Wednesday, 26 June 2024

Joint Oireachtas Committee on European Union Affairs

EU Funding of Development Sector and its Role in International Development: Discussion

10:00 am

Photo of Brendan HowlinBrendan Howlin (Wexford, Labour) | Oireachtas source

I apologise for being late. I had to be in my constituency last night for an important event and the traffic getting up from Wexford was not the easiest in the morning, so I apologise for missing the presentation.

I warmly welcome this interaction. The organisations represented here are very important. When we talk about cultural organisations, we praise them for being the visible heart of Ireland. In many ways, the organisations represented here are the social heart of Ireland, and they are very important to us.

If any question I put has already been covered, the guests should just say so. I want to follow up on the point on development because I have had an interest in development issues for a very long time. There has been a fundamental shift. I have had a number of meetings in Brussels with representatives of INTPA at senior level and have made a presentation to the Committee on Development of the European Parliament on supports for Africa. This committee has met many similar committees across member states. There is a fundamental geopolitical shift. Maybe the result of the most recent European Parliament election has not been as shocking as feared, but the trend is undoubtedly real in the national governments and we have to come to grips with that. It is not a matter of saying, "These are the resources." There are fundamental pressures to alter the focus of European social development. I am referring to nationalism in all its manifestations, including protected trade or the putting up of trade barriers, which will have an impact on the developed world. This may well be compounded if Donald Trump is re-elected, but it is manifest everywhere.

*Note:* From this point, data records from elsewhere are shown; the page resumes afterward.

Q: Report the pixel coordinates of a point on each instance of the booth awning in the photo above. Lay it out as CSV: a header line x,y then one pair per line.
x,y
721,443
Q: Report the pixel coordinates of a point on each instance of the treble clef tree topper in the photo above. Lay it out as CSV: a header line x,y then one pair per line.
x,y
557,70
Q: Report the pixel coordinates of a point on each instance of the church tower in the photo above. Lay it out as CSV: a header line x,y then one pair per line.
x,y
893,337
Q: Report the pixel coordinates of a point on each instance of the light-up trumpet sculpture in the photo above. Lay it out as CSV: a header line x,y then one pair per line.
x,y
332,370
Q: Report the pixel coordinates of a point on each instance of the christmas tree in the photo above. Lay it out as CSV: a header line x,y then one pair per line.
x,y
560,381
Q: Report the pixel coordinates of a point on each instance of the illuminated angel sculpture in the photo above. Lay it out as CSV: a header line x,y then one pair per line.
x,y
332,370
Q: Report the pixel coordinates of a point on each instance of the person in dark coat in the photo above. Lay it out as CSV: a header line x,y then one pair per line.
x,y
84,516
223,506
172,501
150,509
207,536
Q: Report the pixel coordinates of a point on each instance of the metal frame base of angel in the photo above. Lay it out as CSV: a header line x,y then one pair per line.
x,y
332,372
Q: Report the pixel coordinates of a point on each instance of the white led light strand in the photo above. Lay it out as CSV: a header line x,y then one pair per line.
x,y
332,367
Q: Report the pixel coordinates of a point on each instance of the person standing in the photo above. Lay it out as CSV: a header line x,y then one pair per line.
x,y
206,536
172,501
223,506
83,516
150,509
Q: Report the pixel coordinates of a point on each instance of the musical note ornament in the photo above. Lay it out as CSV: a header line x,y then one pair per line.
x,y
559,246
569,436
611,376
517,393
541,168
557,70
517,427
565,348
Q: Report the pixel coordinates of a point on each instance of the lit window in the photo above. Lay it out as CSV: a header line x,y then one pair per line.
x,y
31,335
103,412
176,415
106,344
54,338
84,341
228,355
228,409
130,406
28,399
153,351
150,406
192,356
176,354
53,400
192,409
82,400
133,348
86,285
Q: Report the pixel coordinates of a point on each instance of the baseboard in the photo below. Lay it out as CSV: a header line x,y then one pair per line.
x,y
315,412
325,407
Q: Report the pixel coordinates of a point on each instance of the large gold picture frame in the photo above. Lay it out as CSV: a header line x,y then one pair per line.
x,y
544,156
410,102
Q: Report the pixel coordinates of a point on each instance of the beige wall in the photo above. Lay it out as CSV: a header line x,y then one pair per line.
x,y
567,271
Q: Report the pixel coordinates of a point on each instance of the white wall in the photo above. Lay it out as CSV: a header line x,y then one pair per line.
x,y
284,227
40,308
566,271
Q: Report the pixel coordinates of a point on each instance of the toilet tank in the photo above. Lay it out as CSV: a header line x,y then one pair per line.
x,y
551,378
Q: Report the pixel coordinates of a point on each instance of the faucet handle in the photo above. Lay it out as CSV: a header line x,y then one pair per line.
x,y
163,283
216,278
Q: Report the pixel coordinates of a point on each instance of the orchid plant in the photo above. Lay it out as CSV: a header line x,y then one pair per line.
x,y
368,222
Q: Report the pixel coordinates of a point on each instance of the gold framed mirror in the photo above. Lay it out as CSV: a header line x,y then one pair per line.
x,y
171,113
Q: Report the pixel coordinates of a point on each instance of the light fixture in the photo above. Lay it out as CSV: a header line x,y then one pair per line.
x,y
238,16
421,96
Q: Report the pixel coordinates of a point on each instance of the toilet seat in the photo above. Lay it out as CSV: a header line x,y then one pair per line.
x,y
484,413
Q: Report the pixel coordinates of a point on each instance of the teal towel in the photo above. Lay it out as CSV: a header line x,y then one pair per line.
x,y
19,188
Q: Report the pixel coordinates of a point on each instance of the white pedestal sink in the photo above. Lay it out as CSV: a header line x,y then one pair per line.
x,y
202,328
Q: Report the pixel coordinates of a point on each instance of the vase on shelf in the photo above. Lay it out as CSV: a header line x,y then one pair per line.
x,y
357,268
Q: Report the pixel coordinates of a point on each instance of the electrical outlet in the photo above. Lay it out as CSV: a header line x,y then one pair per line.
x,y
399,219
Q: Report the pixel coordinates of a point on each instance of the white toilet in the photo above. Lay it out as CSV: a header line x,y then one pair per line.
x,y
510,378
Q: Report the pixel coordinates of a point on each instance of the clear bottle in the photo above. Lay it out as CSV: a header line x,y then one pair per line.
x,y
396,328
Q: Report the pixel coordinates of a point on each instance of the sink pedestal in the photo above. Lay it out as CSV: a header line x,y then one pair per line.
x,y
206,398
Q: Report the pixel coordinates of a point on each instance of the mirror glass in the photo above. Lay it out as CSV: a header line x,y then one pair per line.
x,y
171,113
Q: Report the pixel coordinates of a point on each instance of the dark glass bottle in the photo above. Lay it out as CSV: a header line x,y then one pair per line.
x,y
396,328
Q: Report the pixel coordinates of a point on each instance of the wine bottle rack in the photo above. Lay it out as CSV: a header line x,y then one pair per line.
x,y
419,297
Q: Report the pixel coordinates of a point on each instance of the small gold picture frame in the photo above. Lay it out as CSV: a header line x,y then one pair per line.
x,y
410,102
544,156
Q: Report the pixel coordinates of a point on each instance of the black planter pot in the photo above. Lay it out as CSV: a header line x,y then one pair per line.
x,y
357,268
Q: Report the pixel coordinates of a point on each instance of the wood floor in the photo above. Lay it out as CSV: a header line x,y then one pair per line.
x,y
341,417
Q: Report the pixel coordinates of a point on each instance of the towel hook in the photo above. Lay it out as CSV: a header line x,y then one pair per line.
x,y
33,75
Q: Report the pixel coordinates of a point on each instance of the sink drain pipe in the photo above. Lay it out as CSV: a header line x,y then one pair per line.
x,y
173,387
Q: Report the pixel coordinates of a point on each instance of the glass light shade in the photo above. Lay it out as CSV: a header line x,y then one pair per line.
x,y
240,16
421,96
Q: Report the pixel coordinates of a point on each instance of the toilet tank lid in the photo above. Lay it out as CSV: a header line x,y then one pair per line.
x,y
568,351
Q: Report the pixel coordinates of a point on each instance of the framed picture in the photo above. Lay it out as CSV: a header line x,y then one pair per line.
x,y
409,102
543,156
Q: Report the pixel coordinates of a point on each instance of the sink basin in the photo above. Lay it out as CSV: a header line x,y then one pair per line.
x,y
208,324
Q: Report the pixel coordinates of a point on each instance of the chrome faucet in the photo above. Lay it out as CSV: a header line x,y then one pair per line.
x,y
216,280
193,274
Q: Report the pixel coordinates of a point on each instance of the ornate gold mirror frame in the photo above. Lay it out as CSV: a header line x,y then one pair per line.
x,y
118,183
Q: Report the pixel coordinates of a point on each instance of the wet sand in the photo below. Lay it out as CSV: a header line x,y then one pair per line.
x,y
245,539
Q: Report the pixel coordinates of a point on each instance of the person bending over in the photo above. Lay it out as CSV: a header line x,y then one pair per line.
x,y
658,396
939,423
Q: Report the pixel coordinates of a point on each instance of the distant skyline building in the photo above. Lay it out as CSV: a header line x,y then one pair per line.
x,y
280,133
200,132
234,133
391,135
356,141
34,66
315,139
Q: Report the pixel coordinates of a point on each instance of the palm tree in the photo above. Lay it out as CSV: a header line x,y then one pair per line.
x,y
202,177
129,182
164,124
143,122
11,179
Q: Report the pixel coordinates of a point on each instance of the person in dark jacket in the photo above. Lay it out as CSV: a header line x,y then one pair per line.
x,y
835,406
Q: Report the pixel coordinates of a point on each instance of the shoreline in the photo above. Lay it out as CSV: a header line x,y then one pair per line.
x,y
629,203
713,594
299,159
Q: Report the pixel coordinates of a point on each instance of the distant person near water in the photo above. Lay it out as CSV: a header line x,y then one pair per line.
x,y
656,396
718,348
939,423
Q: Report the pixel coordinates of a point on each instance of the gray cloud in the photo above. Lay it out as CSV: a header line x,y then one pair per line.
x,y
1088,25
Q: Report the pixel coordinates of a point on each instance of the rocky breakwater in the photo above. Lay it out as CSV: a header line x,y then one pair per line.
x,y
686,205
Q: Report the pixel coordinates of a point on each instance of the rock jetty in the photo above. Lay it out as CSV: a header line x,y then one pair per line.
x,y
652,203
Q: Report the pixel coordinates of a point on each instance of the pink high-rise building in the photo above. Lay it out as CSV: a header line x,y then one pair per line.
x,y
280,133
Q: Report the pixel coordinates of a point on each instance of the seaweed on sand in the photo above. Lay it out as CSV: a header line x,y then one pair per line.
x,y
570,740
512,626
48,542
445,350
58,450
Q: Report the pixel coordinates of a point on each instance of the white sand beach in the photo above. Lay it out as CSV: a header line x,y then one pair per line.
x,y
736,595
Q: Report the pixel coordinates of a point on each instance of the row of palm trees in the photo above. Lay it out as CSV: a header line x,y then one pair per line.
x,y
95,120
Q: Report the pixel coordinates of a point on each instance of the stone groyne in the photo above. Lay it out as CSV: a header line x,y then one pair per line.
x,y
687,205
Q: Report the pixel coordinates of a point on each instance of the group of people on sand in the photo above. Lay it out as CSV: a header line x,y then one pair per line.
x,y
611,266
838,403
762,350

The point I am making is that there is a political shift that has to be acknowledged. When dealing with matters, we can have an Irish perspective but that is not going to have enormous leverage in the context of what has happened in Europe. The growth of authoritarianism is not just a European phenomenon as it is also a world phenomenon. What is happening in Africa, which has seen a series of coups across the Sahara in the past three or four years, coupled with growing antipathy to Europe, particularly antipathy to France across the former French-dominated areas, and the growing embrace of Russia and its proxies, has two consequences. One, it is alienating Europeans for investing in the countries in question and, two, it is not representative of a march towards democracy but of a march towards its opposite. I would welcome the guests' general view on this.

I have a couple of questions. Consider the way in which we always used to tie aid to democratic progress, or, if "tie aid" is not the right phrase, make aid conditional on democratic progress – for example, progress on LGBT rights. Very worrying new legal instruments are being adopted in several countries that Ireland partnered with in the past, such as Uganda, where it is now a criminal offence not only to be gay but also not to out somebody who is gay. This is just shocking. How do we deal with that sort of authoritarian view across countries we are partnered with?

My second question is on the debt relief issue. We have talked about this for a very long time but have not been very successful, although there have been individual instances of success. How do we construct much better dialogue to allow countries to manoeuvre? Considering what is happening right now in Kenya, where there were very serious riots yesterday and whose parliament was occupied because of tax increases to meet demands from the IMF, how do we, as a country, deal with such phenomena?

My third question relates to the future. This was touched upon by Senator Chambers. There is going to be an enormous financial cost, amounting to hundreds of billions of euro, to rebuild Gaza and Ukraine in the coming decades. That will be an enormous strain that will be hard to resist. Since world focus is limited on particular areas at any given time, how will we ensure we do not take our focus off other issues as we deal with the matter? I do not know whether the delegates have thought these things through at all.